The temperature in the Thames Valley on that New Year's Day morning was a few degrees higher than in West Cornwall. Barnabas Martin, or rather Barno, as his family and friends called him, opened the front door of his cottage and called, "come on Percy, time for our walk!" His beloved labrador bounded through the hall towards him and followed him outside. This was a morning ritual which Barno rarely missed. His cottage lay on the edge of Cookham Moor, in the village of Cookham in Berkshire, and he and Percy walked every morning across to the river and along its banks. Sometimes, they did the whole circuit, up Winter Hill and back down again, but this morning, he would settle for the usual three mile return trip.

He had spent New Year's Eve with neighbours and friends in Cookham where he had lived since his retirement some ten years ago. His son and daughter-in-law had wanted him to move from Little Wendleman in Suffolk nearer to them in Buckinghamshire for some time. He had resisted for a while, but had been persuaded in the end, and it suited him well. He was able to see more of them and his grandchildren, and he was also much nearer to London where he had a number of friends from his theatre days.

An hour will do this morning, he considered, looking at his watch. He needed to be back by late morning to shower and change before driving the twenty minute journey to Ricklesham to join Barney and Diana for New Year's Day lunch. His family were good to him, he reflected, and of course he loved them all dearly. Discovering he had a son of fifteen when he was just forty had turned his life upside down completely, but in the best possible way.
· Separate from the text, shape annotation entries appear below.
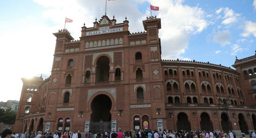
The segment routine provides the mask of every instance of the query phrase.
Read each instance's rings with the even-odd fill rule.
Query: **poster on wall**
[[[89,132],[90,121],[84,121],[84,132]]]
[[[50,123],[51,122],[46,122],[46,125],[45,125],[45,131],[49,131],[50,130]]]
[[[163,121],[162,119],[157,119],[157,130],[160,131],[160,129],[163,130]]]
[[[111,130],[115,132],[116,131],[116,120],[112,120],[111,123]]]
[[[143,122],[143,129],[148,129],[148,122],[144,121]]]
He recalled that August day when he had received a beautifully written letter out of the blue from a Miss Rebecca Pepper which told Barney's story and enclosed a photograph of him – a younger version of himself. At the time, his own mother had said that looking at the photograph was like looking at a photograph of Barno himself at fifteen, and she had found an old photograph of him to prove it.

All that seemed a long time ago now, he reflected. He was enormously proud of his son and his achievements – Barney had followed him into the theatre but had become more successful than he ever had. Barney had real talent – he had looks, a remarkable stage presence, an extraordinary memory, which helped considerably, a fine singing voice and of course he had those acrobatic skills which gave him a considerable advantage for some roles, particularly in musicals. His unusual accent, a mixture of American and European acquired from his circus days, had eventually been ironed out at boarding school and drama school, and remained what his daughter-in-law described as "glamorously mid-Atlantic" – something between English and American.

Barney was currently playing Benedict in Much Ado About Nothing for the Royal Shakespeare Company in London, and playing to full houses. He knew that Barney had been working on New Year's Eve, and that he and Diana had planned to see in the New Year quietly round the fire with a bottle of champagne when he returned home late. And they will have been as happy as Larry doing just that, he smiled.

His grandchildren, Hugo and Tess, were away with their own friends over New Year, and wouldn't be at Ricklesham for lunch today. Hugo was very artistic and sensitive, and had inherited his great-grandfather's musical ability – at twenty-five he was now a classical musician – a cellist and pianist – and a member of a professional London based orchestra. He resembled both himself and Barney, tall and blond, and similar in features, although he had Diana's blue-grey eyes. He was a fine young man, he reflected, and he was proud of him.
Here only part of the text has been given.